The revived Independent will remain “left-leaning,” as many people view it, Roth said, and add “a platform for a variety of voices” to its repertoire “to foster a healthy diversity.”

The Indy will publish twice a month, and new owners expect to launch it in late spring. The revived Business Journal will follow, but there’s not a timeline for that publication, Roth said.

Also, Roth said he will fold an existing hospitality and entertainment guide he publishes into The Independent and separately retain a quarterly magazine he owns, VENU.  

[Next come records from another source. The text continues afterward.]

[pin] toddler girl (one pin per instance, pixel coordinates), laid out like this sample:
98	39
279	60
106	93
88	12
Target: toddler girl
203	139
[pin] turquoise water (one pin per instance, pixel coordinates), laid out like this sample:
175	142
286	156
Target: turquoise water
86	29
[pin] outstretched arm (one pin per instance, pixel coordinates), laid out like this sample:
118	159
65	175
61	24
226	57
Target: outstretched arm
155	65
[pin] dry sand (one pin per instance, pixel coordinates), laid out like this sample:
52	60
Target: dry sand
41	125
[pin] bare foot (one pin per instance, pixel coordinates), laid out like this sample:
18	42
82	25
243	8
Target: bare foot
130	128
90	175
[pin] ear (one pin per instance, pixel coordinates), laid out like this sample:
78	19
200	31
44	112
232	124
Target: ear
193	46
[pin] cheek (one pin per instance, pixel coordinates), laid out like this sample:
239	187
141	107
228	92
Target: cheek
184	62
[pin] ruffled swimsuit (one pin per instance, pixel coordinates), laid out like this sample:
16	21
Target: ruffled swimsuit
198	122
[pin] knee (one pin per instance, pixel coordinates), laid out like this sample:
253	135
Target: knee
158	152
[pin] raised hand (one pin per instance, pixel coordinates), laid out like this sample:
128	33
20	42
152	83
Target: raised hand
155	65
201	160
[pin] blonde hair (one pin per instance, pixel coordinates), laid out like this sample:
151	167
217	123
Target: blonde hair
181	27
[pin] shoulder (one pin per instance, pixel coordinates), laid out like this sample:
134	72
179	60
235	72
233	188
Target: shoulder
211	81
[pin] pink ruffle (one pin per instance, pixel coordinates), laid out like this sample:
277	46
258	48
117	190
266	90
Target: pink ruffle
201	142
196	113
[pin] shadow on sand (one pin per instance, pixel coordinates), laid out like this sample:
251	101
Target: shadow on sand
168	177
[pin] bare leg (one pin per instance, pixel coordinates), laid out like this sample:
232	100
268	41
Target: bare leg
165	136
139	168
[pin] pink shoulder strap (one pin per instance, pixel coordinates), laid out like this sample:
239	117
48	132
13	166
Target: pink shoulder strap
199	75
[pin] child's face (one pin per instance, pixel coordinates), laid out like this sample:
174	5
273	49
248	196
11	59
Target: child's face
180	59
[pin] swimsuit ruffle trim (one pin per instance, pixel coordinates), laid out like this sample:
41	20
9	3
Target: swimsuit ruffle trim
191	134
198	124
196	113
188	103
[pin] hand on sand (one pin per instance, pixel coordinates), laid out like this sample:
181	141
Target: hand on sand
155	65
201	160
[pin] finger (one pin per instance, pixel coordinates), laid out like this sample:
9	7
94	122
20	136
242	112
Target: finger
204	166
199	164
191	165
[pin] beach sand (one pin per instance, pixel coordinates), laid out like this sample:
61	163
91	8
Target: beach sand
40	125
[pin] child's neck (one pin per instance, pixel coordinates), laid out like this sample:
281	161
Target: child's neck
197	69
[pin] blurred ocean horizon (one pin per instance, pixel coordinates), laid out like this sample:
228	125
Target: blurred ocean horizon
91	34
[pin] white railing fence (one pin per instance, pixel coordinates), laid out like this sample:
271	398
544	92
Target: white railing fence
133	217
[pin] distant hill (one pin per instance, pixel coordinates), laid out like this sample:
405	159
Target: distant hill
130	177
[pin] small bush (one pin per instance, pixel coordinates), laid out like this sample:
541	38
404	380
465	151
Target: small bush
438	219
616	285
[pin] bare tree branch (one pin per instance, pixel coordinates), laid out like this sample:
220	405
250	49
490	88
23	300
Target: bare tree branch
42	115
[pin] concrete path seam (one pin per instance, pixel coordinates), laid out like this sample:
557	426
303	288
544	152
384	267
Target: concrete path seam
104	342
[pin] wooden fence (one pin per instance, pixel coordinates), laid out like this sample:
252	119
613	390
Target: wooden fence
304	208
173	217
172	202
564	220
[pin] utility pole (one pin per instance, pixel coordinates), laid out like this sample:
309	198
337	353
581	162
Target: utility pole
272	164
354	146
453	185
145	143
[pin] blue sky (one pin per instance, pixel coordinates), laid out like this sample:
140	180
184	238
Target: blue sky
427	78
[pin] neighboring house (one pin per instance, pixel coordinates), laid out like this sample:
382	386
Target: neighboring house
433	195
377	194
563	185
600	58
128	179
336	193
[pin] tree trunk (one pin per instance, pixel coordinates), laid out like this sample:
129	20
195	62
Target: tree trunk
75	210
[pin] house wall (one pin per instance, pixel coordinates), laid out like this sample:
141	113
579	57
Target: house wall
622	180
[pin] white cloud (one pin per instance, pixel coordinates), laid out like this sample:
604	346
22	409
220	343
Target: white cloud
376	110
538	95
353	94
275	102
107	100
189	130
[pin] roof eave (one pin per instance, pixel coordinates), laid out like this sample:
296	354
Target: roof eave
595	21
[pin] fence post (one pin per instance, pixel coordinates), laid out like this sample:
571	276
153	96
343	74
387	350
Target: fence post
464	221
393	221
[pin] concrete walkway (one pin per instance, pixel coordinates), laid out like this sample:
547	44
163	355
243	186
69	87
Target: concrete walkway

“We’re not going to change The Independent or the Business Journal but expand it and be relevant to everyone,” he said.

The new owners intend to direct-mail 20,000 issues of The Indy across the city and have another 10,000 copies for free pickup at local businesses.

The 30-year-old Independent faced turmoil after co-founder and longtime publisher John Weiss unexpectedly announced in October 2022 that he was retiring and closing his privately owned Colorado Publishing House.

The operation then shifted to a nonprofit business model and in December 2022 consolidated publications into a single tabloid renamed Sixty35.

The changes did not attract more advertising revenue, the organization’s board said, which led to half the staff being laid off in March 2023. Most of the remaining staff was let go in December.

Regarding the nation’s declining newspaper industry, Roth said the venture is not something he or O’Neil — both Colorado Springs natives — consider to be a lucrative investment.

“We’re going to invest what it takes,” he said. “We’re not doing this to make money; we’re doing this to preserve a legacy.”